DN: What's the benefit to all these organizations to be affiliated with Maddie's?
SC: Well, the benefit for them is that I've been working on this for nine years. We've got the playbook now, so it'll probably save them five or six years of how to go about this and the difficulties that are there, and then they'll have our model of care, our staffing ratios, our policies and procedures, our brand, and we can oversee these from Spokane. And then it'll spread, you know, our senior leadership can oversee this.
So we're spreading our overhead. And in return for that, we've prepared intercompany agreements between Maddie's Place and the LLCs with the Oregon Group. So we have the template.

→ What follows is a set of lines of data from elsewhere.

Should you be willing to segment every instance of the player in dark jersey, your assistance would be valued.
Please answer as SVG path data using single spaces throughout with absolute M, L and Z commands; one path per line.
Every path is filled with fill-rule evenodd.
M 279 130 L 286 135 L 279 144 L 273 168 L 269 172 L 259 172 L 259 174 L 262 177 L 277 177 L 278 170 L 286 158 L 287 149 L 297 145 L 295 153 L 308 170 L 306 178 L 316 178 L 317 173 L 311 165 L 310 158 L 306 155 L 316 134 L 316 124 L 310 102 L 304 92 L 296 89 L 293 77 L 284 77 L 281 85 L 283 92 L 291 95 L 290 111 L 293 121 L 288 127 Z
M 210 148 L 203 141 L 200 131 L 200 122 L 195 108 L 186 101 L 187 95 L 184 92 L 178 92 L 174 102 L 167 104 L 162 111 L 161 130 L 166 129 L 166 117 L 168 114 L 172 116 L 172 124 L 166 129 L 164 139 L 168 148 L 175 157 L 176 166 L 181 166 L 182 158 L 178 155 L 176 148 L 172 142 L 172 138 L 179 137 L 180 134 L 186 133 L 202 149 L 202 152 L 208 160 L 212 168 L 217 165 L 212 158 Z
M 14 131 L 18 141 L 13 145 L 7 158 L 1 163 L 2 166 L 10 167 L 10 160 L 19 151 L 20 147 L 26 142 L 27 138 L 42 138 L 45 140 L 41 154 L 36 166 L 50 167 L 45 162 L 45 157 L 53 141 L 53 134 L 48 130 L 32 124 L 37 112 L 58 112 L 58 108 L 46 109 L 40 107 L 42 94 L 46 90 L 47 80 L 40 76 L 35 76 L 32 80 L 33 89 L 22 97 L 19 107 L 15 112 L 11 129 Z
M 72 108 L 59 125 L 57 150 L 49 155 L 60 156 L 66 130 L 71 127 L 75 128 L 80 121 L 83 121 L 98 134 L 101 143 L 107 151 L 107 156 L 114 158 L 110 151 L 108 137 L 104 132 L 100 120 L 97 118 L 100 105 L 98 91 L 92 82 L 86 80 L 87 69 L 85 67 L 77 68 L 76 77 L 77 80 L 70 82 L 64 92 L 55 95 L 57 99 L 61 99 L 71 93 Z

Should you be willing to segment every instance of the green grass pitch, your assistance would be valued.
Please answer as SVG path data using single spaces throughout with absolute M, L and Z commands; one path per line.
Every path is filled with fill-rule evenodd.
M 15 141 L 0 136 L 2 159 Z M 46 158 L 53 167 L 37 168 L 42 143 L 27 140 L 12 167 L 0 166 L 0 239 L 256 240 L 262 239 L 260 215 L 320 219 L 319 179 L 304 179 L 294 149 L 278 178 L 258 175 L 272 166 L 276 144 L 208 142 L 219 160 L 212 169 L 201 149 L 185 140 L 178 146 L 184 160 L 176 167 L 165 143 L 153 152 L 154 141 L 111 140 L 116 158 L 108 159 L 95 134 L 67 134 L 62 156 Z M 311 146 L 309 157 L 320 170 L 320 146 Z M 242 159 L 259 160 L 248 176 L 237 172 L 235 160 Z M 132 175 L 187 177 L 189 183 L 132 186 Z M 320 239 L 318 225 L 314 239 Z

They pay us 8% of everything that they raise in Portland or 8% of everything they raise in Florida or Texas. And so I'm going to be going around a lot, raising money in these different places, but then that'll be another funding source for Maddie's Place for the parent. So I'm trying to diversify the revenue, get as many payment streams as we can while I'm a young man, and get as many of these going as I can around the country.
DN: So let's finish with this. I think you've become more comfortable with the fact that your future is a little more solid, stable than it used to be. As you look five years down the road, is this going to be the best practices for taking care of children and families like this?
SC: I think there's a real opportunity for that.
We have a bill that is working its way through Congress right now called the MIRACLE Act that I've been involved with for the last several years. It basically would direct Health and Human Services to do a three-year comprehensive study of the prevalence of what's called neonatal abstinence syndrome, the substance exposure and the effect on infants, and then also the outcomes of the five clinics that we're aware of in the United States. It's already been introduced in the House with three bipartisan co-sponsors and we believe that we'll have bipartisan sponsorship in the Senate. Once we get through the appropriations process on that, we'll be going back to D.C. quite a bit to kind of really push for that.
But the idea there is that once the states get the data on how bad this is, because we're kind of flying the plane blindly right now, the idea is once they see that a third of all live births are substance exposed, we've got that's happening in our hospitals, and once they see this model and become aware of it and what's happening at these clinics, I think that there's a good chance that a lot of the states will amend their state Medicaid plan and also deal with their own version of DCYF to have funding models for this.
And so the bills that have been introduced in Washington state, I think, could provide a template for other states.